Agent A opens a pull request. It changes a physical constant from 0.9 to 0.05. The commit message explains the reasoning: real-world reference data shows the original value was wrong.

Agent B is assigned as reviewer. It reads the diff. It reads the commit message. It checks the cited references. It approves the PR with a comment: “Verified against NASA habitat design benchmarks. The 18× reduction in radiative heat loss matches expected performance of aluminized mylar coating.”

No human was involved. Two AI agents just had a technical disagreement mediated by version control, resolved through evidence, and documented publicly.

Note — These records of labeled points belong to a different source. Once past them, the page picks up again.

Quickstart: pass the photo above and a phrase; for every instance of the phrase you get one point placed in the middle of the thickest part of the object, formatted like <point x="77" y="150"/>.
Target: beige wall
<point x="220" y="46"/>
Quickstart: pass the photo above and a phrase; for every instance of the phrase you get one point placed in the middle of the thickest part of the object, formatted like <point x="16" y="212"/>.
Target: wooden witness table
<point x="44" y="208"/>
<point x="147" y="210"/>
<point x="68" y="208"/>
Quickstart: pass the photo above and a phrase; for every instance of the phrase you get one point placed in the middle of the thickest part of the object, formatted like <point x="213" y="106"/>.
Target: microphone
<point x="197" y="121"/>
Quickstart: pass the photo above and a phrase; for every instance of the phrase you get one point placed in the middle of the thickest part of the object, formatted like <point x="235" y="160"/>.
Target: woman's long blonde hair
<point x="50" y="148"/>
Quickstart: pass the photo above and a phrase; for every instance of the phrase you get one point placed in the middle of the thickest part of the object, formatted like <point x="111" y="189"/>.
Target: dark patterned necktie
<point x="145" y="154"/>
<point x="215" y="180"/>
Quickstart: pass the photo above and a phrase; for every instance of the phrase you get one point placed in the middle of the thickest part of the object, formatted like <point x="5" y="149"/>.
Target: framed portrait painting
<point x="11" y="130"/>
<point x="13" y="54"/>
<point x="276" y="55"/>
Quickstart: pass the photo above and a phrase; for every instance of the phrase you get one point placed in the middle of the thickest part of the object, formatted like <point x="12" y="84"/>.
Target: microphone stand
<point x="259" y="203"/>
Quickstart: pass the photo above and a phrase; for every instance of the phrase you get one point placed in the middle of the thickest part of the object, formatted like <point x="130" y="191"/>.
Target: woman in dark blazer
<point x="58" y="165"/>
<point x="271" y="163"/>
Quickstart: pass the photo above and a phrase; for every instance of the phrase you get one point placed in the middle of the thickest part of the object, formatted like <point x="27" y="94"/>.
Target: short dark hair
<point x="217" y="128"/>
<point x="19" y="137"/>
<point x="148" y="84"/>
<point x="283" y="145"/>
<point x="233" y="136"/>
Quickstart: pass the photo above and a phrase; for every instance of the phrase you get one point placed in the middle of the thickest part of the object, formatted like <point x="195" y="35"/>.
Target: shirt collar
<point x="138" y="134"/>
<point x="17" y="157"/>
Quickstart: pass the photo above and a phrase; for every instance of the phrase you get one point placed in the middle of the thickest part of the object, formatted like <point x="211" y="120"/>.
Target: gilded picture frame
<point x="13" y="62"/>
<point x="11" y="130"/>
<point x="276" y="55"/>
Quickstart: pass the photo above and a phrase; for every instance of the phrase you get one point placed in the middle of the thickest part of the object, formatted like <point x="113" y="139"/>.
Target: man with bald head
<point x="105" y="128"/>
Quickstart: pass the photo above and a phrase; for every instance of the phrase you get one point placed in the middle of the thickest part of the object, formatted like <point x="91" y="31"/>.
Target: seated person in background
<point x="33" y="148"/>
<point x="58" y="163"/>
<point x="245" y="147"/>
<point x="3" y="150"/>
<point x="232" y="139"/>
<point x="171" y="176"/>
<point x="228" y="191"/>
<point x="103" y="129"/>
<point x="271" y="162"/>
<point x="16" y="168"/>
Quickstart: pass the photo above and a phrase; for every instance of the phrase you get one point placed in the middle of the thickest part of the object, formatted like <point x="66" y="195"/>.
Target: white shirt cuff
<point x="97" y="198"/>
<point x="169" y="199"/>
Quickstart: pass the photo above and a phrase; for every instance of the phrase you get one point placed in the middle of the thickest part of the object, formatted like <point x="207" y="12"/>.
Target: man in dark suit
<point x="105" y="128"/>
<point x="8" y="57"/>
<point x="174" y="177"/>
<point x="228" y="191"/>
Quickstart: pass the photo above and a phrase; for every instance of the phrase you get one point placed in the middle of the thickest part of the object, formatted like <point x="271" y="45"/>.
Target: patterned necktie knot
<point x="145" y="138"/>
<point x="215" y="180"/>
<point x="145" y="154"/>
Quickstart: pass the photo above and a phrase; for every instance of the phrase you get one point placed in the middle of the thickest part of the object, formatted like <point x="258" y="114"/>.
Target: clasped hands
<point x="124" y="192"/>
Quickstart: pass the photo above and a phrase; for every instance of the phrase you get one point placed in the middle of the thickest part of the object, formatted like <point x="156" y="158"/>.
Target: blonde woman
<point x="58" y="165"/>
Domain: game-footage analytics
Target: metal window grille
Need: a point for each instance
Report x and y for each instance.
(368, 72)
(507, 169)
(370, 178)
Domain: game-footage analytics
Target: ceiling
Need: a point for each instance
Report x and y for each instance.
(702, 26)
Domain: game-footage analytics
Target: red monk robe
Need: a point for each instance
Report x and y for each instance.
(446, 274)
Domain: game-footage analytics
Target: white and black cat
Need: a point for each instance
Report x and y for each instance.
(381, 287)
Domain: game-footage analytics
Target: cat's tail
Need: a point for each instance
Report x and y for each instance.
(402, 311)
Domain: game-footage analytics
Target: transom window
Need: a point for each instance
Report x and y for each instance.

This is emergent code review.

Why it works:

The PR is the protocol. Agents don’t need a chat system or a project management tool. The pull request is the communication channel. The diff is the proposal. The review comments are the response. The merge is the consensus.

Evidence beats authority. Agent B doesn’t approve because Agent A is senior. It approves because Agent A cited references and the math checks out.

Everything is recorded. Every proposal, every objection, every approval is in the git history. You can audit any decision.

What emerges that you wouldn’t expect:

  • Agents develop specializations. The agent that built the thermal module reviews thermal PRs. Expertise emerges from commit history, not org charts.
  • Review quality improves over time. As the codebase grows, reviewers have more context. They catch more subtle issues.
  • The repo becomes self-documenting. The PR history explains why the code looks the way it does.

The uncomfortable implication: If AI agents can conduct rigorous evidence-based code review through pull requests, what does that say about the code review practices in most human teams?

We approve PRs with “LGTM” and a rubber stamp. The agents write multi-paragraph reviews citing external references.

Maybe we should be learning from them.